Until the prescribed conditions are met
In claim 3 or 5, the table selection means selects a table to be the meaning estimation target from a plurality of given tables, and the table meaning specifying means repeats the process of specifying the meaning of each table. Described meaning estimation system.

It is a meaning estimation method that estimates the meaning of a table.
The computer
Select the meaning candidate of the table to be estimated for the meaning, and select the meaning candidate.
Table similarity calculation processing that calculates a score indicating the degree of similarity between the candidate of the selected meaning and the meaning of each table other than the table associated with the table to be estimated for each candidate of the selected meaning.
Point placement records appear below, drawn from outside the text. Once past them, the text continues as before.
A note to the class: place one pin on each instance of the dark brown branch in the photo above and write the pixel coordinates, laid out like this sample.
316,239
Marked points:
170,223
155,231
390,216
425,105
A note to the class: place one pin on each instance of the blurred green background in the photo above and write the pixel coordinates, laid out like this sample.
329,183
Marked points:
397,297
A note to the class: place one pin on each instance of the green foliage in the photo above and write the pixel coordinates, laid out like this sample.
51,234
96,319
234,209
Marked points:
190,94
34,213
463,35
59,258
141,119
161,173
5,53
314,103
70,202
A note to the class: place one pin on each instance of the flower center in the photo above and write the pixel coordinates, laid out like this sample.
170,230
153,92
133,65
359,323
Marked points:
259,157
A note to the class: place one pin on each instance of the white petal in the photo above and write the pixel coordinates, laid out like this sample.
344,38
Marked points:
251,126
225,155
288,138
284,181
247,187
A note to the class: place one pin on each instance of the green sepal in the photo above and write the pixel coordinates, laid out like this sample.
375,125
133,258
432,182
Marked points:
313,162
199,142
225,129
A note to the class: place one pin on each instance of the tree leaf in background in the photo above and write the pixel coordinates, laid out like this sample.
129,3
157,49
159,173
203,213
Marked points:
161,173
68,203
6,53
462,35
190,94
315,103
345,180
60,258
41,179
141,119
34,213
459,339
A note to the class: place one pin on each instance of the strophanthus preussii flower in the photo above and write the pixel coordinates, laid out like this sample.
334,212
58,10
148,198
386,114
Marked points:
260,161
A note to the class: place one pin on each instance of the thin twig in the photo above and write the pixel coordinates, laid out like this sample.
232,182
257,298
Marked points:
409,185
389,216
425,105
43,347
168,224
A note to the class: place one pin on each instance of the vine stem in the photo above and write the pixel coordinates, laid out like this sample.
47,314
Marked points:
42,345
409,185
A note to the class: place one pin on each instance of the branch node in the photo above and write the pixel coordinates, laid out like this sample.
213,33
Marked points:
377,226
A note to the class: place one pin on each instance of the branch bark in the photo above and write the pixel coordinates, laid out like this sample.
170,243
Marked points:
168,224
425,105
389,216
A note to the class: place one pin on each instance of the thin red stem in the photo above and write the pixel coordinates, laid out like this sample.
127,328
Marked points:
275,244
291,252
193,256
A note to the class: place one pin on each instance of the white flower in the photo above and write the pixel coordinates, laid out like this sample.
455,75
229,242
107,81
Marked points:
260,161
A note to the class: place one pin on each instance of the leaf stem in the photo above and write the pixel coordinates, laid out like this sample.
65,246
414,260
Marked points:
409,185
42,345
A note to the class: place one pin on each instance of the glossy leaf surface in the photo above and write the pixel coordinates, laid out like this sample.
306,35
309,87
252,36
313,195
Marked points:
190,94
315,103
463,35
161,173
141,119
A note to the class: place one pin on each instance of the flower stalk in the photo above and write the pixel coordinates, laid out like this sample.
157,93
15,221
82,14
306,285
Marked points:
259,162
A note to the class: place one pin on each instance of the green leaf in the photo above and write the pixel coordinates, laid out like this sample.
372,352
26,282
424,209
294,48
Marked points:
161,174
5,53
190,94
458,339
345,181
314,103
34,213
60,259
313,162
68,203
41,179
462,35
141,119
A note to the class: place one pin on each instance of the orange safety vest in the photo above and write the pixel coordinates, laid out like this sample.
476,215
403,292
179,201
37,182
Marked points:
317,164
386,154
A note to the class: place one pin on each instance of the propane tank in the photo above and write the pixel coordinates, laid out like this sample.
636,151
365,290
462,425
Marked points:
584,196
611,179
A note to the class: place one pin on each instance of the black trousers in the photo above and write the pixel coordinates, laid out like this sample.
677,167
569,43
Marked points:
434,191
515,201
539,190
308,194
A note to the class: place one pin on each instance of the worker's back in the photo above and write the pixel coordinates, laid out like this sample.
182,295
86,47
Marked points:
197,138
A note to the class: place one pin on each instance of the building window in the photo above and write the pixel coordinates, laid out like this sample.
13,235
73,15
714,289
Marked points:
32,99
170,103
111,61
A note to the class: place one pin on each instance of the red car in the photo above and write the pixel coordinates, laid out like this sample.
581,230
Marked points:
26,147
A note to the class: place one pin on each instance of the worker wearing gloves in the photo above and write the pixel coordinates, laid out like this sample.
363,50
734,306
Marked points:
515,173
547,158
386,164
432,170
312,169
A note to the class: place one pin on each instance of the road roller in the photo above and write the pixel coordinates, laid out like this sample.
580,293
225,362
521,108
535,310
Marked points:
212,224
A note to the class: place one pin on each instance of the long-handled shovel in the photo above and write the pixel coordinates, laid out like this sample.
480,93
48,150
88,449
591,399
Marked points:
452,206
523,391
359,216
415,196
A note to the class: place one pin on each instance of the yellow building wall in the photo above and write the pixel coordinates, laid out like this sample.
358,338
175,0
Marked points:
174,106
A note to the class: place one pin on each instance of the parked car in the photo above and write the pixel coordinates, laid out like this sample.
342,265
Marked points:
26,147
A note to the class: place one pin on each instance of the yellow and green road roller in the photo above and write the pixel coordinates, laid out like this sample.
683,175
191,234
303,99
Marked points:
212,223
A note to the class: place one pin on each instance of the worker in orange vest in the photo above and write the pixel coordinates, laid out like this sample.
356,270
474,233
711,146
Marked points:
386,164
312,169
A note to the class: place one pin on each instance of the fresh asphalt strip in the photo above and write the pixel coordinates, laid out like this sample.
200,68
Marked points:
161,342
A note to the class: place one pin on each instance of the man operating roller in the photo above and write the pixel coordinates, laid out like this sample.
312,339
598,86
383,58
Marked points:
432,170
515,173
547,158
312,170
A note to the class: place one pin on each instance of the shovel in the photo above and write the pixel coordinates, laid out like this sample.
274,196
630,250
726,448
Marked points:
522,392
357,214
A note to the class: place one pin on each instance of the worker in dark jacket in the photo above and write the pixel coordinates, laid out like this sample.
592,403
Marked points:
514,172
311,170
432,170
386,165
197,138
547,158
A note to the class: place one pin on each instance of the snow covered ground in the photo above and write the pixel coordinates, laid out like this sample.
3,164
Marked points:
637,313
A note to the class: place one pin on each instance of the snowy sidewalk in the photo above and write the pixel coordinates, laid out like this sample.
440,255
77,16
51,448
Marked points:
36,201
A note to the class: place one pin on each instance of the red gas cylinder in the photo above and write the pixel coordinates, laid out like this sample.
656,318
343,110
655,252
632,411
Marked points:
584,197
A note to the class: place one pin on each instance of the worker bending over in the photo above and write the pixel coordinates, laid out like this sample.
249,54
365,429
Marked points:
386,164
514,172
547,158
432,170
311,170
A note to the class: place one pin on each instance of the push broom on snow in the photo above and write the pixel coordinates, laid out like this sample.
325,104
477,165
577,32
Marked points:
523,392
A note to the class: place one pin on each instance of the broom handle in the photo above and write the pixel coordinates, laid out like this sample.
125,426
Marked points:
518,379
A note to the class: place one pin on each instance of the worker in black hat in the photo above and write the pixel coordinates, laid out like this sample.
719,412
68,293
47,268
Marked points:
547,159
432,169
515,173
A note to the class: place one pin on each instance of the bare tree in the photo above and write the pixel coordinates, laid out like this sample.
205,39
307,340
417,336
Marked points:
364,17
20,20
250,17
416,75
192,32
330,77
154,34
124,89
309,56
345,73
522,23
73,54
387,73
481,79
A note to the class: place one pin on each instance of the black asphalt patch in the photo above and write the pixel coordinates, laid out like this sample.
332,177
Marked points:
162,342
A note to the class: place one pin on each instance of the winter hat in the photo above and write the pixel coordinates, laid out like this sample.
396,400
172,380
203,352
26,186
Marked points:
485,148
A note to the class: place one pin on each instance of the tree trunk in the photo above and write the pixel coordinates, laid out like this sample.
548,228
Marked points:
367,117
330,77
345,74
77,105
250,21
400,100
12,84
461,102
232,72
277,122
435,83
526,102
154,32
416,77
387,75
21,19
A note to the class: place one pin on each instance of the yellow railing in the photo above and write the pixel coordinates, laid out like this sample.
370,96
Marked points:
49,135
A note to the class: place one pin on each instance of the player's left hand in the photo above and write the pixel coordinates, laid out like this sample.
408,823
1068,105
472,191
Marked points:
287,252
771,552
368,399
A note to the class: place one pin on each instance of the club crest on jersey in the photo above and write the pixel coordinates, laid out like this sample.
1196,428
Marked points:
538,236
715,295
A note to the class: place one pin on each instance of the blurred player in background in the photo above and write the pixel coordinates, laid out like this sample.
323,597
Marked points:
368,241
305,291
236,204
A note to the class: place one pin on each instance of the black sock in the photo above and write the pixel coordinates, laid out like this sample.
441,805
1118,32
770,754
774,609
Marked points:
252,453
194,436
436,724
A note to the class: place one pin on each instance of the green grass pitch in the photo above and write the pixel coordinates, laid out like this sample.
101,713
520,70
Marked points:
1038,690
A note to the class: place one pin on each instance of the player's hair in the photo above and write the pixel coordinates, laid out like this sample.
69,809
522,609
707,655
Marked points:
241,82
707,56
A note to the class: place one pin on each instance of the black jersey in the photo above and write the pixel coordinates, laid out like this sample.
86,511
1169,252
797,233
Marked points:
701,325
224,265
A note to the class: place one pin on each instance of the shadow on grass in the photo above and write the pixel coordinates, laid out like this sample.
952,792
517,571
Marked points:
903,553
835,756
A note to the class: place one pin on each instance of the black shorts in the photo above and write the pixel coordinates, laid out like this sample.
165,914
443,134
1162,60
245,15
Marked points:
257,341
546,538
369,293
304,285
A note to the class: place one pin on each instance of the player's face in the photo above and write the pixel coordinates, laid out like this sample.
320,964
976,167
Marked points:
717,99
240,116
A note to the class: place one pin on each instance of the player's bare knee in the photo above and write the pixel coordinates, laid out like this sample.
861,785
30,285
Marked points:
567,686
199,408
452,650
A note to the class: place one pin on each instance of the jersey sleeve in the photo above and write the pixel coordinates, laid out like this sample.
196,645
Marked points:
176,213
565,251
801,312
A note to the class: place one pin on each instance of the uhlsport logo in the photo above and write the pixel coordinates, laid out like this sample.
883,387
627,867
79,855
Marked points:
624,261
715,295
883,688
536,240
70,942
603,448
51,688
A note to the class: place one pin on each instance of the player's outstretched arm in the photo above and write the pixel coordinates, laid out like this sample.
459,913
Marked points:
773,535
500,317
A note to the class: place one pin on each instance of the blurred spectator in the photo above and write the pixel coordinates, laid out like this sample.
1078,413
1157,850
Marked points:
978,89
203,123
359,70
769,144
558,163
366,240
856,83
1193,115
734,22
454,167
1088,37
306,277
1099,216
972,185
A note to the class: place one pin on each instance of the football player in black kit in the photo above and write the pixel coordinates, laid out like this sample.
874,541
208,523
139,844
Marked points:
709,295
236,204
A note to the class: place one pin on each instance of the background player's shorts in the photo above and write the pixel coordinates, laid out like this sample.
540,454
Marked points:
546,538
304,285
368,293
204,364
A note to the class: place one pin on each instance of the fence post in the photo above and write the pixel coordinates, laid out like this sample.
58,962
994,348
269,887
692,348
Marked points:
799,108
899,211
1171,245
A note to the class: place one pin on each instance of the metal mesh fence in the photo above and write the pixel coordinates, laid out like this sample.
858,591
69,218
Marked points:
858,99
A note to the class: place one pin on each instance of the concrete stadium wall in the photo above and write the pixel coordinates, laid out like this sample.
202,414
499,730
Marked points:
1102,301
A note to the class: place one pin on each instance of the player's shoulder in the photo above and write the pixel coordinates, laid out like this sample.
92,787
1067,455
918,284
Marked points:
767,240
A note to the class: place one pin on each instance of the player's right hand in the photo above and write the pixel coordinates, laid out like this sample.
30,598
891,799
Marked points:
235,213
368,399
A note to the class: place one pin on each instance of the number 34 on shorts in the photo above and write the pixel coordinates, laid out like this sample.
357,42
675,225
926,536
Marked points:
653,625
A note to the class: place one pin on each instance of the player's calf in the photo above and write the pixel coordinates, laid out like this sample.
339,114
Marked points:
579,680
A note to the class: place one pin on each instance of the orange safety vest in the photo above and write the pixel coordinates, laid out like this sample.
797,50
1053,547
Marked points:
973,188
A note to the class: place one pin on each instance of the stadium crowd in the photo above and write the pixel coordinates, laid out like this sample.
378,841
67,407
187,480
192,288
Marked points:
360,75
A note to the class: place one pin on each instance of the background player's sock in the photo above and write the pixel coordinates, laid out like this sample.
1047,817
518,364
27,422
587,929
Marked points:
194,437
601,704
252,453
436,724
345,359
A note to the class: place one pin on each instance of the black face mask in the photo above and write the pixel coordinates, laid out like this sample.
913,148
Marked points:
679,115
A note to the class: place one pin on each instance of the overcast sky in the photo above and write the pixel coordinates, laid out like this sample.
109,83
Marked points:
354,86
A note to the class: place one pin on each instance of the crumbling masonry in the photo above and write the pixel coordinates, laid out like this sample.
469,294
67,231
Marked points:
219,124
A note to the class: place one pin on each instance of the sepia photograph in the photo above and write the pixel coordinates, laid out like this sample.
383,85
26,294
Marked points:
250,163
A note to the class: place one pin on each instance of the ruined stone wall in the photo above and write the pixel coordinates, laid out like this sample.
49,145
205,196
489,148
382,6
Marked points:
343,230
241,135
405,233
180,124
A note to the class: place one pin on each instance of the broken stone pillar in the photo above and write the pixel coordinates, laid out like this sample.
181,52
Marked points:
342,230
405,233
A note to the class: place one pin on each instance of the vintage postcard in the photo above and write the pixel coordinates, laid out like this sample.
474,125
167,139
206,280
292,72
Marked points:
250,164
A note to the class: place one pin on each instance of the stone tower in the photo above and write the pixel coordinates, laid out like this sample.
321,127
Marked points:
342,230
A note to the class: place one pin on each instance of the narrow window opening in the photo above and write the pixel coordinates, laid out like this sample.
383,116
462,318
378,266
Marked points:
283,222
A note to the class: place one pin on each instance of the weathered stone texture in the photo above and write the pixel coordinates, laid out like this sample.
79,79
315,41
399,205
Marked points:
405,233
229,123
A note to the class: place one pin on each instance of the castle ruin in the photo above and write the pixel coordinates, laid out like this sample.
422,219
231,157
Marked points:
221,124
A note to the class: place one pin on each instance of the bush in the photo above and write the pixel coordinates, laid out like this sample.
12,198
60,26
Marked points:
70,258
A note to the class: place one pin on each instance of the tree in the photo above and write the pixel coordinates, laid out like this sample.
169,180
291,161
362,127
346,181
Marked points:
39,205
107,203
And run
A meaning estimation method characterized in that the meaning of the table to be estimated is specified from the candidates for the meaning of the table by using the score calculated by the table similarity calculation process.

It is a meaning estimation method that estimates the meaning of a table.
The computer
Select the meaning candidate of the table to be estimated for the meaning, and select the meaning candidate.
For each candidate of the selected meaning, a column table similarity calculation process for calculating a score indicating the similarity between the candidate of the selected meaning and the meaning of each column of the table to be estimated is executed.
A meaning estimation method characterized in that the meaning of the table to be estimated is specified from the candidates for the meaning of the table by using the score calculated by the column table similarity calculation process.

A meaning estimation program that allows a computer to estimate the meaning of a table.
To the computer
Table meaning candidate selection process, which selects the meaning candidates of the table for which the meaning is estimated.
For each candidate of the meaning selected in the table meaning candidate selection process, the similarity between the selected meaning candidate and the meaning of each table other than the table associated with the table to be estimated is shown. Table similarity calculation processing to calculate the score, and
A meaning estimation program for executing a table meaning specifying process for specifying the meaning of the table to be estimated from among the candidates for the meaning of the table using the score calculated in the table similarity calculation process.

A meaning estimation program that allows a computer to estimate the meaning of a table.
To the computer
Table meaning candidate selection process, which selects the meaning candidates of the table for which the meaning is estimated.
Column table similarity calculation that calculates the score indicating the similarity between the selected meaning candidate and the meaning of each column of the table to be estimated for each of the meaning candidates selected in the table meaning candidate selection process. Processing and
A meaning estimation program for executing a table meaning specifying process for specifying the meaning of the table to be estimated from among the table meaning candidates using the score calculated in the column table similarity calculation process.